Und am Ende bekommt eine Agentur den Auftrag, die rund 6,5 Millionen Euro für ihre Arbeit verlangt?

Die Stadt erklärt das so: „Alle nach dem Teilnahmewettbewerb und der anschließenden Angebotsphase eingegangenen Angebote lagen zwar über den angesetzten 1,5 Millionen Euro, lagen aber alle auf etwa demselben preislichen Niveau.“ So wurde die Kommunikationsagentur also im Oktober 2021 beauftragt, „zunächst für einen Zeitraum von 42 Monaten bis zum erwarteten politischen Variantenentscheid“. Das Auftragsvolumen von 6,4 Millionen Euro beziehe sich dabei auf die Gesamtlaufzeit des Projekts, da sei man bei der Ausschreibung „rechnerisch von 15 Jahren ausgegangen“.

Am Ende beträgt die Auftragssumme 7,73 Millionen Euro

Mit der Auftragserweiterung aus 2024 ergebe sich eine Gesamtsumme von 6.492.116 Euro, so die Stadt: „Dies entspricht einer Bruttoauftragssumme von 7.725.618 Euro.“ Das sind rund sechs Millionen Euro mehr als in der ursprünglichen Ausschreibung.
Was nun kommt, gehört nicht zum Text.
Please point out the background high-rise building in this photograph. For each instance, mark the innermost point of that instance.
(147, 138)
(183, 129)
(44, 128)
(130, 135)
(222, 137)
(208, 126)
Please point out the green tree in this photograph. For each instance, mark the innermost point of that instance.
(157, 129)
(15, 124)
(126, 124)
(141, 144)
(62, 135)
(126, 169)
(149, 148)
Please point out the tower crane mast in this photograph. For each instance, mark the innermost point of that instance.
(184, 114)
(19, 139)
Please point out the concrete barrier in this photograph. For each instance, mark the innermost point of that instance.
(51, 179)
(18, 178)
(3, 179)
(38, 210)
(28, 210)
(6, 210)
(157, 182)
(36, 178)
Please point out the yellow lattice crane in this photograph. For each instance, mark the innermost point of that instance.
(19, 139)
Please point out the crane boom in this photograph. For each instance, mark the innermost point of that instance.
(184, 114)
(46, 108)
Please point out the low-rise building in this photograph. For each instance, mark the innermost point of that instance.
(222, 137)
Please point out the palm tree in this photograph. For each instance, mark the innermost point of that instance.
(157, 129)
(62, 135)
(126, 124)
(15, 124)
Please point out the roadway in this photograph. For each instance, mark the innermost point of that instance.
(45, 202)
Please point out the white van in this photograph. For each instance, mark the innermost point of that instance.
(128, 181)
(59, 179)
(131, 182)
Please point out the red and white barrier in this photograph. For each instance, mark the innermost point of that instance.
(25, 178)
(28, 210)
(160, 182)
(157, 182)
Und es sind immer noch 1,78 Millionen Euro mehr als die im Ratsbeschluss vor gut fünf Jahren in einer langen Liste von Zahlen durchgewunkenen 5,95 Millionen Euro für „Öffentlichkeitsarbeit“.
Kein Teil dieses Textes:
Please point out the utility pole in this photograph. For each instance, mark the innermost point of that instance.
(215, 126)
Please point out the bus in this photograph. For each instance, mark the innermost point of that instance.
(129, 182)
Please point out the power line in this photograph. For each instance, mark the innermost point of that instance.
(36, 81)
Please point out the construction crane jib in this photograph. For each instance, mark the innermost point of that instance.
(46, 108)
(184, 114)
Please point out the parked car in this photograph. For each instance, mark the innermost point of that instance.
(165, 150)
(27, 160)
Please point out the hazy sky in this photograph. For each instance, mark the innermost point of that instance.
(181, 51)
Was genau erledigen die Spezialisten von Lots* dafür? Die Stadt zählt unter anderem Dinge auf wie „Aufbau und Umsetzung einer Kommunikationsstrategie, Stakeholdermanagement, Konzeption, Planung, Umsetzung und Auswertung Bürgerbeteiligungen, Unterstützung bei der Erstellung des Internetauftritts, Unterstützung bei der Beantwortung von Anfragen aus Bürgerschaft, Politik und Presse, Konzeption, Planung und Umsetzung von Publikationen und Präsentationen, Fortlaufende Beratung bei der Projektkommunikation“.

Stadt Köln übernimmt Koordinierung und Abstimmung

Was bleibt dann noch für die Kölner Verwaltung mitsamt ihrem Amt für Presse- und Öffentlichkeitsarbeit zu tun? Auch dazu liefert die Stadt eine Aufzählung, da finden sich unter anderem: „Fachtechnische Prüfung der Kommunikationsstrategie, Lieferung fachlicher Informationen, verwaltungsinterne Abstimmung der Kommunikationsstrategie, Koordinierung und Steuerung der beteiligten Fachabteilungen und Sachgebiete sowie die amts- bzw. dezernatsübergreifende Koordinierung und Steuerung der Kommunikationsmaßnahmen, Präsentation von Arbeitsergebnissen sowie deren fachliche Vertretung gegenüber den politischen Gremien des Rates der Stadt Köln und Stakeholdern“.

Die Agentur Lots*, die ihren Hauptsitz in Leipzig hat, aber auch Büroadressen in Berlin, Dresden und Köln angibt, ist bei kommunalen Verkehrsprojekten offenbar gut im Geschäft. Der Projektliste auf der Internetseite der Kommunikationsagentur ist zu entnehmen, dass sie auch für die Leipziger Verkehrsbetriebe, die Stadtbahn Entwicklung und Verkehrsinfrastrukturprojekte Frankfurt GmbH, die Stadt Erfurt, die Mainzer Mobilität oder die Autobahn AG des Bundes tätig ist. Als weitere Kernkompetenzen präsentiert die Agentur die Themen Diversität und Energiewende, auch hier werden verschiedene Kommunen und Stadtwerke als Auftraggeber genannt.